Here is a sample of my code:
; Set sinewave output as default
ldi ZH, High(sine*2); setup Z pointer hi
ldi ZL, Low(sine*2) ; setup Z pointer lo
; Clear accumulator
clr r29 ; clear accumulator
; Setup adder registers
ldi r24,0x50 ; Fine adder value change register
ldi r25,0x08 ; Middle adder value change register
ldi r26,0x00 ; Coarse adder value change register
LOOP1:
add r28,r24 ; 1 Adder values carry over to higher registers.
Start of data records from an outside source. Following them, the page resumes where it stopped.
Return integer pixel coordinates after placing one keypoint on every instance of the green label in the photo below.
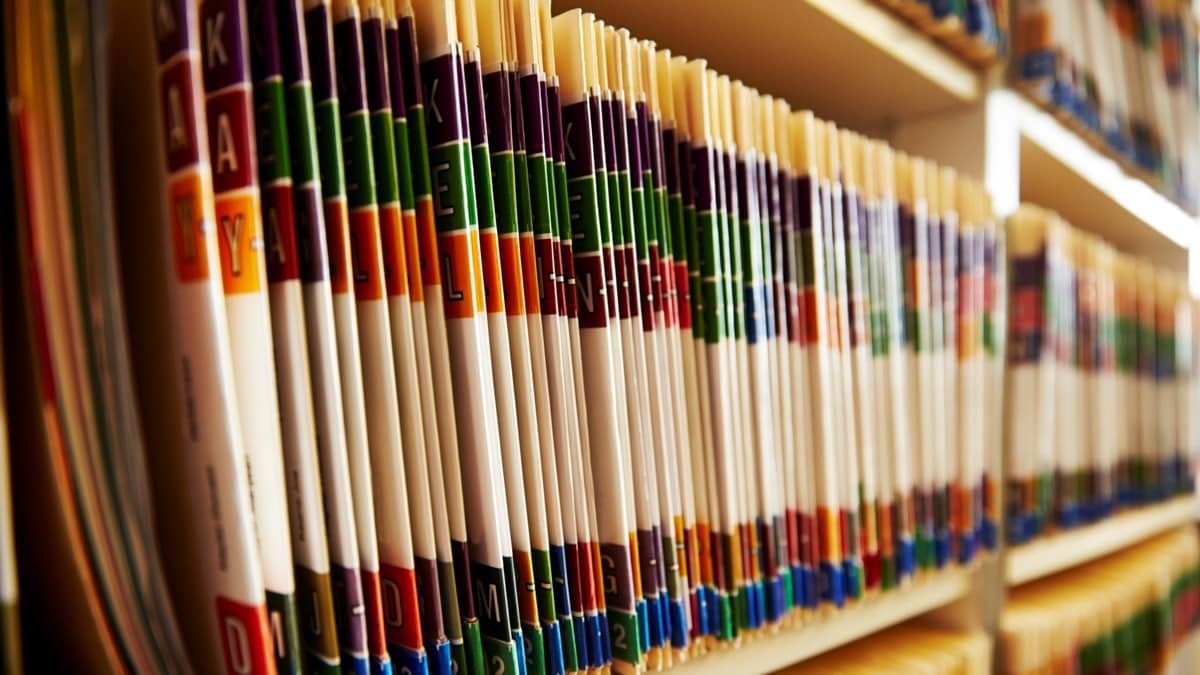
(358, 160)
(329, 149)
(454, 199)
(504, 183)
(301, 133)
(271, 127)
(384, 155)
(583, 215)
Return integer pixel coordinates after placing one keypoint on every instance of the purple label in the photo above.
(407, 35)
(443, 94)
(317, 23)
(222, 43)
(598, 133)
(462, 579)
(577, 141)
(178, 115)
(375, 69)
(807, 203)
(591, 291)
(617, 571)
(395, 72)
(635, 151)
(617, 127)
(473, 94)
(657, 154)
(310, 238)
(553, 111)
(516, 112)
(292, 43)
(352, 625)
(429, 596)
(229, 142)
(499, 108)
(671, 156)
(171, 28)
(264, 40)
(532, 103)
(348, 57)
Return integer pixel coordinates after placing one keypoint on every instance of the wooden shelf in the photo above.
(849, 60)
(1065, 550)
(773, 652)
(1061, 171)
Higher registers raise freq. in larger steps
adc r29,r25 ; 1
adc r30,r26 ; 1 r30 is database address pointer for Z register
lpm r0, Z ; 3 (Load Program Memory) Reads byte from database into the destination register based on Z pointer
out PORTD,r0
rjmp LOOP1 ; 2 => 9 cycles
If your LUT has 256 entries, you can first use the register r29 (that apparently goes from 0 to 255) as the scaling factor between two successive samples.
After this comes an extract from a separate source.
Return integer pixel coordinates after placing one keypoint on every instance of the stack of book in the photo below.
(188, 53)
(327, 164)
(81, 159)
Output = (LUT[r30] * (256 - r29) + LUT[r30+1] * r29) >> 8;
Also this thread discusses many practical alternatives to sine wave generation.
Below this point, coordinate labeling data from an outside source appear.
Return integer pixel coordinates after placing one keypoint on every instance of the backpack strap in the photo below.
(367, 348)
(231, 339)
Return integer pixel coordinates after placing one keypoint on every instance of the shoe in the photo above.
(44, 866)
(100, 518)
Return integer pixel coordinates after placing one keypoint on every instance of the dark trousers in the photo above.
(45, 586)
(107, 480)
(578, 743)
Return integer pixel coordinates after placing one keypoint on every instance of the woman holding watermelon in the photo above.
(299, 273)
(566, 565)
EDIT The formula implements text book linear interpolation
y = a*(1-t) + b*t, with 0<=t<1
So that y=a, when t=0 and y=b, when t=1. Shifting by 8 means that the interpolation term t is divided by 256 after the multiplication. In the expression LUT[r30+1] I'm assuming an implicit modulo 256 arithmetic, as r30 is 8-bit (isn't it?).
LUT expansion to 12 bit has to be done separately, as dividing by 4 instead would just increase the quantization error in the LUT.
The interpolation happens always relative to integer indices in the LUT, regardless if many samples fall to the same range eg. LUT2 and LUT[3]. Mathematically Lut[R], LUT[R+1] is more correct than [R-1], [R], but in real life there is no difference, as human audatory system doesn't have absolute reference phase.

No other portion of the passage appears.